Idolatria em todos os clubes
"É muito bacana tudo que aconteceu na minha vida. Teve um Paraná x Santa Cruz agora e fui homenageado pelo Paraná. Colocamos o clube na Libertadores de 2007, fui homenageado, recebi uma camisa pela minha passagem. Voltei no Palmeiras e gritaram meu nome, a torcida do Galo fez bandeira para mim. É muito bom passar e marcar história no clube. Pude conquistar títulos e marcar história no clube. Com uma sequência boa de jogos, talvez eu possa conquistar o carinho do torcedor tricolor."
Retorno após lesão
"A previsão de retorno era de três meses. Já vinha sofrendo com as dores no tornozelo, cheguei no meu limite. Fui num especialista e acharam necessária a artroscopia, que foi bem sucedida. Volto em um momento de jogos importantes e temos como meta colocar o Flu na Libertadores. Espero voltar com uma performance boa e ajudar. Se analisar esse ano, foi um dos anos em que menos joguei na carreira. Atleta quer estar em campo, nós só somos valorizados jogando."
Rotina fora do campo
"Tiramos o lado bom.
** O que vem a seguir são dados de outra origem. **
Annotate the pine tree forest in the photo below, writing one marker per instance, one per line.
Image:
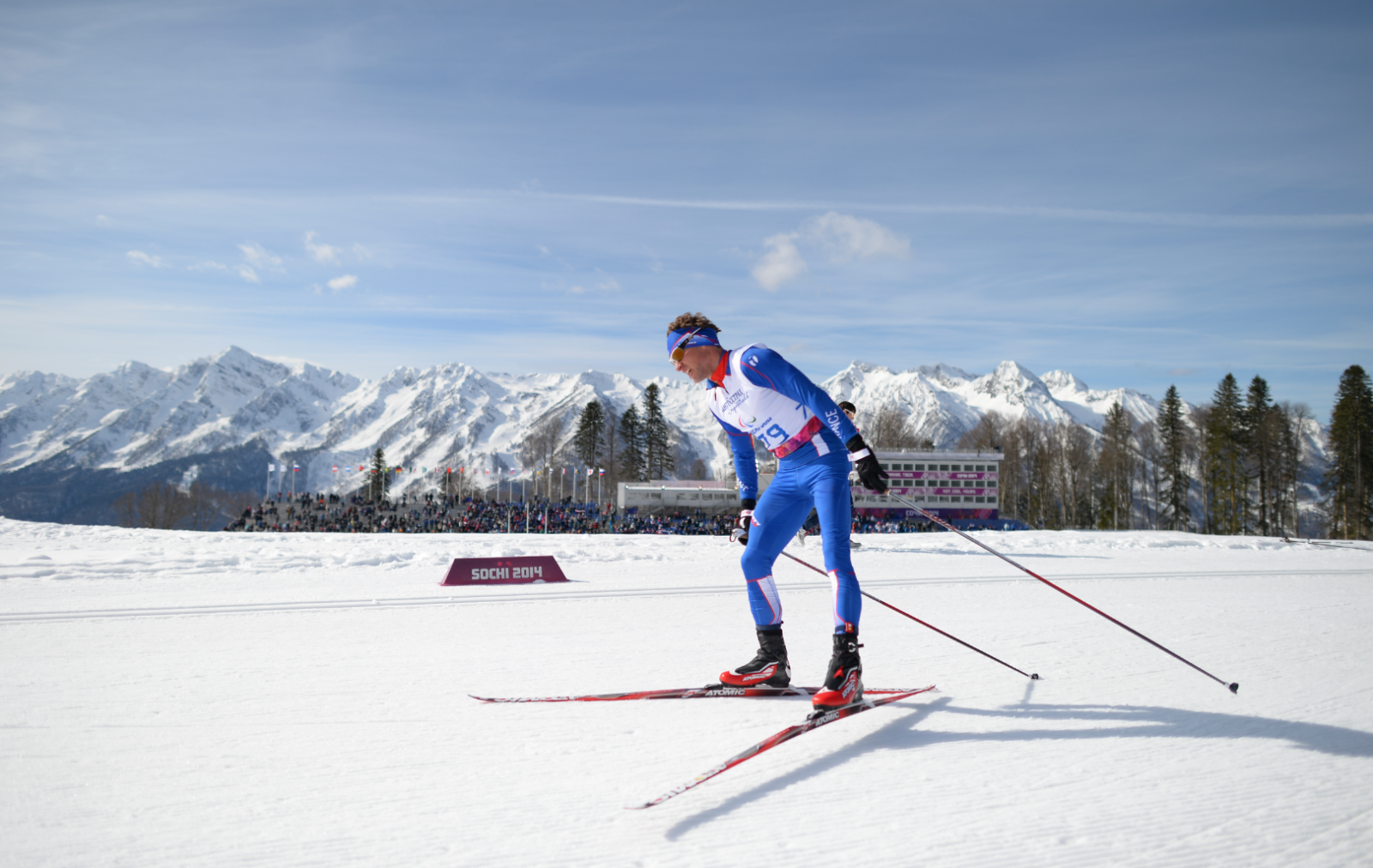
(1232, 466)
(1235, 465)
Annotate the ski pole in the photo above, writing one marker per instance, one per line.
(1036, 676)
(1235, 685)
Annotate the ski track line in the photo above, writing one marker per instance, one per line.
(227, 609)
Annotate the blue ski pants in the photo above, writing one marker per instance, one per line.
(780, 513)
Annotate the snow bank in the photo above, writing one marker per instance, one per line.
(235, 699)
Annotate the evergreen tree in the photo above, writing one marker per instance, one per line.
(379, 481)
(656, 437)
(1225, 452)
(588, 441)
(1173, 433)
(1350, 473)
(632, 445)
(1116, 468)
(1262, 440)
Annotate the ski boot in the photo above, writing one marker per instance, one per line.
(769, 666)
(844, 680)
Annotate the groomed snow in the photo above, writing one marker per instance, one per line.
(254, 699)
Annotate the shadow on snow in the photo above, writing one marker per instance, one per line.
(1134, 723)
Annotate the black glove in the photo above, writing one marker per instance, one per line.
(746, 518)
(869, 472)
Não me recordava de ter ido buscar minhas filhas no colégio e esses dias tive esse privilégio. Cheguei na sala da Rebeca, a minha filha mais nova, e a professora me chamou, disse que era tricolor. Tem o lado positivo de aproveitar a família, mas o jogador tem de estar jogando. Às vezes o torcedor na rua até pergunta em que clube você está. A ansiedade está a mil, chega de sofrer pela televisão. Até concentração passa a fazer falta."